Saturday 21 April 2018

Charlie Gard's parents in touch with White House and state Donald Trump and Pope Francis have given them hope

Chris Gard and Connie Yates with their son Charlie Gard. Picture: PA
Chris Gard and Connie Yates with their son Charlie Gard. Picture: PA

Barney Henderson

The parents of Charlie Gard have said they are in touch with the White House and that support from President Donald Trump and Pope Francis had given them hope.

The US president tweeted an offer to help the 11-month-old terminally-ill British baby baby earlier this week.

Pope Francis called for Charlie's parents, Chris Gard and Connie Yates, to be allowed to "accompany and treat their child until the end" and the Vatican's paediatric hospital has offered to care for the boy.

Charlie has been at the centre of a lengthy legal battle involving his parents, who want to take him to the US for experimental therapy, and doctors at Great Ormond Street Hospital (GOSH).

A family spokesman said: "The White House has been in talks with Charlie's family, GOSH, the UK Government, the Department of Health and the American doctor who wants to treat Charlie.

"President Trump has a very good understanding of the whole case and he did not make an off-the-cuff tweet."

Ms Yates told Sky News: "The support from the Pope and the president has given us hope.

"They are traditional men who believe in the family.

"They believe in our case and understand why we believe it is right to continue fighting so hard to save Charlie."

Boris Johnson on Wednesday backed GOSH and stressed that any decisions made about his care should be in his "best interests".

The Foreign Secretary told his Italian counterpart it is "right that decisions continued to be led by expert medical opinion, supported by the courts".

Charlie's mother has spoken to doctors at the Bambino Gesu hospital in Rome and medics are in touch with international and US experts about the 11-month-old's treatment, a spokesman for the hospital said.

Bambino Gesu hospital asked GOSH if Charlie could be transferred there after the Pope's intervention.
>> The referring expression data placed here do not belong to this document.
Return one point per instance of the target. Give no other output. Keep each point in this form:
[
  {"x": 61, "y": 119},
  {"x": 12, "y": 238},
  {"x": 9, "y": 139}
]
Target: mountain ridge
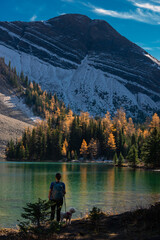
[{"x": 86, "y": 62}]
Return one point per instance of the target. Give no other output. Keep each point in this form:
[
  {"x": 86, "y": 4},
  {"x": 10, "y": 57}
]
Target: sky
[{"x": 137, "y": 20}]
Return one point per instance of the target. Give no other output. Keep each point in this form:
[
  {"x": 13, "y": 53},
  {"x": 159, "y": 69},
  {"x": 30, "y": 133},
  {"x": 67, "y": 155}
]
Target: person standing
[{"x": 56, "y": 194}]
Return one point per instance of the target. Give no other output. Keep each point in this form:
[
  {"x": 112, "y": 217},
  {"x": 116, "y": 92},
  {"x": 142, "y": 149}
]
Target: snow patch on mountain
[
  {"x": 17, "y": 103},
  {"x": 85, "y": 88}
]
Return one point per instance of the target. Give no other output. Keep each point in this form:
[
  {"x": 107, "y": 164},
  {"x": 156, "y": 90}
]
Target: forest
[{"x": 65, "y": 135}]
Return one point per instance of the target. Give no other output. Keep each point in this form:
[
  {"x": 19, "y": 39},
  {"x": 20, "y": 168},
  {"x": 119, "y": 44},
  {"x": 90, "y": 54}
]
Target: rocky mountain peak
[{"x": 86, "y": 62}]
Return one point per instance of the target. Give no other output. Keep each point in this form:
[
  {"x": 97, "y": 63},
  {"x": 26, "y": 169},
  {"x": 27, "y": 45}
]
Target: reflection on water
[{"x": 87, "y": 185}]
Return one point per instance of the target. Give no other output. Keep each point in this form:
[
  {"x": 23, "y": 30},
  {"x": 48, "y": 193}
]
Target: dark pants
[{"x": 58, "y": 205}]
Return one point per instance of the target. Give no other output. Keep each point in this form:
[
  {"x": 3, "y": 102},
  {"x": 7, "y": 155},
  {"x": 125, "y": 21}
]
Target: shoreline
[
  {"x": 142, "y": 223},
  {"x": 108, "y": 162}
]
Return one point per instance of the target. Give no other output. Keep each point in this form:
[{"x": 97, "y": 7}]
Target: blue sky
[{"x": 138, "y": 20}]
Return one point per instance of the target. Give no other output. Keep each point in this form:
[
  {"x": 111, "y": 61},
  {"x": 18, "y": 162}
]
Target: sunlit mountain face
[{"x": 86, "y": 62}]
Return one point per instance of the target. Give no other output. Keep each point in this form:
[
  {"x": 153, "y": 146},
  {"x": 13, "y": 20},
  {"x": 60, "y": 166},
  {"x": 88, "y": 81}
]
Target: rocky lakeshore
[{"x": 140, "y": 224}]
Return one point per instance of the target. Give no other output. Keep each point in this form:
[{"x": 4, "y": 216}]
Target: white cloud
[
  {"x": 139, "y": 14},
  {"x": 67, "y": 0},
  {"x": 148, "y": 48},
  {"x": 148, "y": 6},
  {"x": 124, "y": 15},
  {"x": 33, "y": 18}
]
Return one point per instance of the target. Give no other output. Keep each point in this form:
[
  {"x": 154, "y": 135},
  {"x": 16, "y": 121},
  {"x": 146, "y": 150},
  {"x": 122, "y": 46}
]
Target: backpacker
[{"x": 58, "y": 191}]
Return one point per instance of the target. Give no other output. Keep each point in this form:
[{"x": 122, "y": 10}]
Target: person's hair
[{"x": 58, "y": 176}]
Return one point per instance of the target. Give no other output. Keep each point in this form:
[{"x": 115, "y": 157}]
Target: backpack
[{"x": 58, "y": 191}]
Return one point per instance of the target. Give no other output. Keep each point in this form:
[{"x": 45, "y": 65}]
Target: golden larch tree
[
  {"x": 65, "y": 148},
  {"x": 155, "y": 123},
  {"x": 111, "y": 141},
  {"x": 93, "y": 148},
  {"x": 84, "y": 149}
]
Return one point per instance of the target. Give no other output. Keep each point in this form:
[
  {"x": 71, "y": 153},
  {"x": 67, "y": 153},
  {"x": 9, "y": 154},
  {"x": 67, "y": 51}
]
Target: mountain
[
  {"x": 86, "y": 62},
  {"x": 15, "y": 116}
]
Mr Johnson discussed the case with Italian foreign minister Angelino Alfano as part of a scheduled telephone call.

A spokesman for the Foreign Office said: "Minister Alfano also raised the case of Charlie Gard and the Pope's recent offer of treatment in Italy.

"The Foreign Secretary said this was a deeply tragic and complex case for all involved, and said it was right that decisions continued to be led by expert medical opinion, supported by the courts, in line with Charlie's best interests."

Bambino Gesu hospital said it was in discussions with the English authorities and Charlie's family about a possible transfer.

But it has been told a move would not be possible unless it agreed to follow the Supreme Court's ruling, a hospital spokesman said.

Charlie is suffering from a rare genetic condition and has brain damage and no one can be certain whether or not he feels pain, GOSH has said.

Successive legal attempts by Charlie's parents failed as judges in the High Court, Court of Appeal and Supreme Court in London ruled in favour of GOSH doctors, while the European Court of Human Rights declined to hear the couple's appeal.

Charlie's parents, Chris Gard and Connie Yates, are now spending the last days of his life with him.